Because of the behaviour of the inverse of the normal distribution function at 0 or 1 they also have to dismiss all points that have such probabilities, which obviously leads to much data not being used, and this is one issue. Plus discrete outcomes should be modelled using appropriate distributions, i.e. binomial and multinomial. 
But I cannot get my head around the other shortcomings of using such a method for discrete outcomes, I feel there must be many. 
Can anyone provide more insight?
 A: I wouldn't rule out the lognormal as an approximation for discrete positive variables. Last time I checked the populations of the countries of the world fit a lognormal distribution quite well and population is naturally discrete. 
But judging from a glance at the example paper you cite, those researchers are not fitting to discrete variables at all. The applications are to inundation depth, current velocity and  hydrodynamic force, which are all continuous, so that looks uncontroversial in principle. How well the lognormal fits in practice is a different question. In the broad field you mention, environmental hazards, I have a paper under review that shows that the lognormal fits some continuous data far better than the power law distribution suggested by some previous workers. I suspect that is common. 
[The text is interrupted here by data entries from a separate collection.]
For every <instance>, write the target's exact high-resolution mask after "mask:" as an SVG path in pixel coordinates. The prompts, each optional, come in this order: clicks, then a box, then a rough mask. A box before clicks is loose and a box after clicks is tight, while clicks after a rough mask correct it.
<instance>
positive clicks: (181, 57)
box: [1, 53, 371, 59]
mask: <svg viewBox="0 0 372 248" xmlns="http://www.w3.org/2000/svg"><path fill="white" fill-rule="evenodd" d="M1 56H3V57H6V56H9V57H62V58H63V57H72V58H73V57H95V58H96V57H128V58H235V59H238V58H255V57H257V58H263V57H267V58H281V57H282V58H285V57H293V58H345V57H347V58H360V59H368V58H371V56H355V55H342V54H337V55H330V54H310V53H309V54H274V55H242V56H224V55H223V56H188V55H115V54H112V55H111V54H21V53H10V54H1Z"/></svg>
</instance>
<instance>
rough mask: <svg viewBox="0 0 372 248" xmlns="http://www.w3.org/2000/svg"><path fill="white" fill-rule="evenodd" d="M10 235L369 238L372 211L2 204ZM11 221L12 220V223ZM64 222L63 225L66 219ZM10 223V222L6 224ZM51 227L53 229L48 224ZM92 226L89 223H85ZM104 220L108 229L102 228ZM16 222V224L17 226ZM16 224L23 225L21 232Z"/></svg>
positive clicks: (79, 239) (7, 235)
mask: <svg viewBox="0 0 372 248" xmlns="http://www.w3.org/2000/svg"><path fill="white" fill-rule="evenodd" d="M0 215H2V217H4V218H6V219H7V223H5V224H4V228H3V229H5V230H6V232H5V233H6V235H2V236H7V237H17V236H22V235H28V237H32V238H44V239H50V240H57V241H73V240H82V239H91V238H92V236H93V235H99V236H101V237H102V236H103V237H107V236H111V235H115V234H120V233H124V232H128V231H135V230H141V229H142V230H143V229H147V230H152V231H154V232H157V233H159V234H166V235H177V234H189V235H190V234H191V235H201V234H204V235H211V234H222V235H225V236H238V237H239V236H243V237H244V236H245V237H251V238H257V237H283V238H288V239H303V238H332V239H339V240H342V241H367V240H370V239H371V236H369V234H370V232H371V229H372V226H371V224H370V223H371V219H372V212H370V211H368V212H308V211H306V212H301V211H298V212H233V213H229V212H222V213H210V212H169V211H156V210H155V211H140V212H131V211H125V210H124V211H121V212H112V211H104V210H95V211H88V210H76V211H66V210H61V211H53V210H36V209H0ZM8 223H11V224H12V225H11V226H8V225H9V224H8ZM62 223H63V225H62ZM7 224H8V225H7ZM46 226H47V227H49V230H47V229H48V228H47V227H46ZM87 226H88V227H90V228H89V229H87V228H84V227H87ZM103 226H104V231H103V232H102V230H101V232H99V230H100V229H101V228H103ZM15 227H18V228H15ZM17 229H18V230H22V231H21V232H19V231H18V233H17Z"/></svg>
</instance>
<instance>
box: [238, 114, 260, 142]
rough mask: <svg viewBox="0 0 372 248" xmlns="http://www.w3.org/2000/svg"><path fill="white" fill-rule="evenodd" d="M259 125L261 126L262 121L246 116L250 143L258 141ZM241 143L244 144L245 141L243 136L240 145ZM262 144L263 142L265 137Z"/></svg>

How best to fit the lognormal is a different and key question. Fitting by binning and least-squares is a fairly lousy method and there are better methods. For example, the easiest way is just to take logarithms of the raw data and calculate the mean and standard deviation of a normal and then exponentiate. There are many other ways to do it, but binning just discards detail in the data and raises small and indeed large questions about how far the fit depends on arbitrary decisions made about bin width (and sometimes bin origin). 
I've seen elsewhere the practice of ignoring points with associated cumulative probability 0 and 1 and (as you imply) omitting data just because a quantile function cannot be evaluated is utterly indefensible. The use of plotting positions such as (rank - 0.5) / sample size has been the standard way to avoid such difficulties for more than a century. (Trimming extreme values to impart some resistance would be a quite different and possibly defensible practice.)  
I think you are confusing variables that are discrete in principle and the binning of continuous variables as a matter of supposed convenience or necessity. Binning continues to have some uses (e.g. histograms remain popular), but using and plotting all the data as they arrive was always better in principle and is now almost always not difficult in computational practice.